In Splunk SIEM, Carbon Black Cloud is configured from the Application Configuration menu option under the Administration menu.
VMware Base Configuration
The options configured on the VMware Base Configuration tab will update settings in local/eventtypes.conf.
| Setting | Description |
|---|---|
| Base Index | Specifies where the Carbon Black Cloud data is indexed and searched. This is required on the searching tier. |
| Action Index | Specifies where Outputs generated from alert actions are stored and searched. This is required on the searching tier. |
| Data model acceleration | Enables acceleration for the VMware_CBC data model for quicker pivot searches. |
| Use data model summaries only | Enables the dashboards to use summary information from he VMware_CBC data model accelerations for quicker load times. |
API Configurations
Use the API Configuration tab to configure access to Carbon Black Cloud. The application supports multiple API configurations to enable data from multiple Carbon Black Cloud organizations to be ingested.

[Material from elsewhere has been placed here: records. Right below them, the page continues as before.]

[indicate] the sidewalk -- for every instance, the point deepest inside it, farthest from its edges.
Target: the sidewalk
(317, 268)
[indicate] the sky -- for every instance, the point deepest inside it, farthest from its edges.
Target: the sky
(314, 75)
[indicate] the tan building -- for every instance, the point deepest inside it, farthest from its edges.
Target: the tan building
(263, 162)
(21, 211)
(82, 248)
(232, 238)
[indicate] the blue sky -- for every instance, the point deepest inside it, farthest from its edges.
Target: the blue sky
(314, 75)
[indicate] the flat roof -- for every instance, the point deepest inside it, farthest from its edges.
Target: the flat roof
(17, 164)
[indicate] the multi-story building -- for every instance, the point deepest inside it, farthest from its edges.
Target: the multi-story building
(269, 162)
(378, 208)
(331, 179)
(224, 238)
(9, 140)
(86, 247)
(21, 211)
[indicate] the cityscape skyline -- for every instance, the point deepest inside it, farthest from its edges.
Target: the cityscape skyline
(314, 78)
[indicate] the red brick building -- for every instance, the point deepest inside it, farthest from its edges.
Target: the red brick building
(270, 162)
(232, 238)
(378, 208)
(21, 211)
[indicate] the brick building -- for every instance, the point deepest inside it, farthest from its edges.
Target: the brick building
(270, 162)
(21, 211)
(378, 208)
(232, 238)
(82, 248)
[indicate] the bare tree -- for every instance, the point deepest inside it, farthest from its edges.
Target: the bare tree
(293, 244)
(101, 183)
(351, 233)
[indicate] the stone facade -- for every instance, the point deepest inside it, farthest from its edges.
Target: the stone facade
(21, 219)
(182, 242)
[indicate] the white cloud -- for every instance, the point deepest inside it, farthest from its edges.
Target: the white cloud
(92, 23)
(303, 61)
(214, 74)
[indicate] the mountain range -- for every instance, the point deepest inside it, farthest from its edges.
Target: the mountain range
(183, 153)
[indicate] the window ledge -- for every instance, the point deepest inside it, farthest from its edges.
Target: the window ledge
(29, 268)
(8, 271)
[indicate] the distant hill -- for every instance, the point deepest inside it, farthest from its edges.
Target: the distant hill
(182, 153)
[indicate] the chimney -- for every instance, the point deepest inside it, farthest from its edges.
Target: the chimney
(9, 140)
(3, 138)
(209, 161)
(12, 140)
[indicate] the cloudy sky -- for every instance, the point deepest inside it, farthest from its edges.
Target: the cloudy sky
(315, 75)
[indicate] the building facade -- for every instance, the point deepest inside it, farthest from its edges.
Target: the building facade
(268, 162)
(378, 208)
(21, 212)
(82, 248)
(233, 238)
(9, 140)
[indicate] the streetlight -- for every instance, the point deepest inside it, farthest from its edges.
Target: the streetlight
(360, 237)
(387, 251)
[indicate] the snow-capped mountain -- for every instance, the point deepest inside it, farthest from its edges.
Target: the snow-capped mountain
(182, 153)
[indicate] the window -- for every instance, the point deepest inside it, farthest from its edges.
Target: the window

To set up Carbon Black Cloud API Access keys, see Carbon Black Cloud API Access.
Alert Actions
Custom Commands
See Carbon Black Cloud Custom Commands for Splunk SIEM for configuration details and usage examples.
Modifying any configurations in /default causes your changes to be overwritten when the app is upgraded. If such modifications are required or directed to by Support, create the appropriate configuration files in /local and include the stanza attributes that are being changed.
Data Forwarder
You can optionally set up a Data Forwarder to get alerts, watchlist hits, and endpoint events from Carbon Black Cloud to Splunk SIEM by using AWS S3 and SQS.
See Data Forwarder Setup.
Data Model
Carbon Black Cloud includes a datamodel: VMWare_CBC. The VMWare_CBC data model is a clone of the Alert and Endpoint data models from the Splunk CIM. This data model is not accelerated by default; however, accelerating this data model will improve dashboard performance.
The data model acceleration setting can be changed in the Carbon Black Cloud app under Administration > Application Configuration. Check the setting Acceleration Enabled on the main tab. Make sure that the event types and macros for the app are configured prior to acceleration.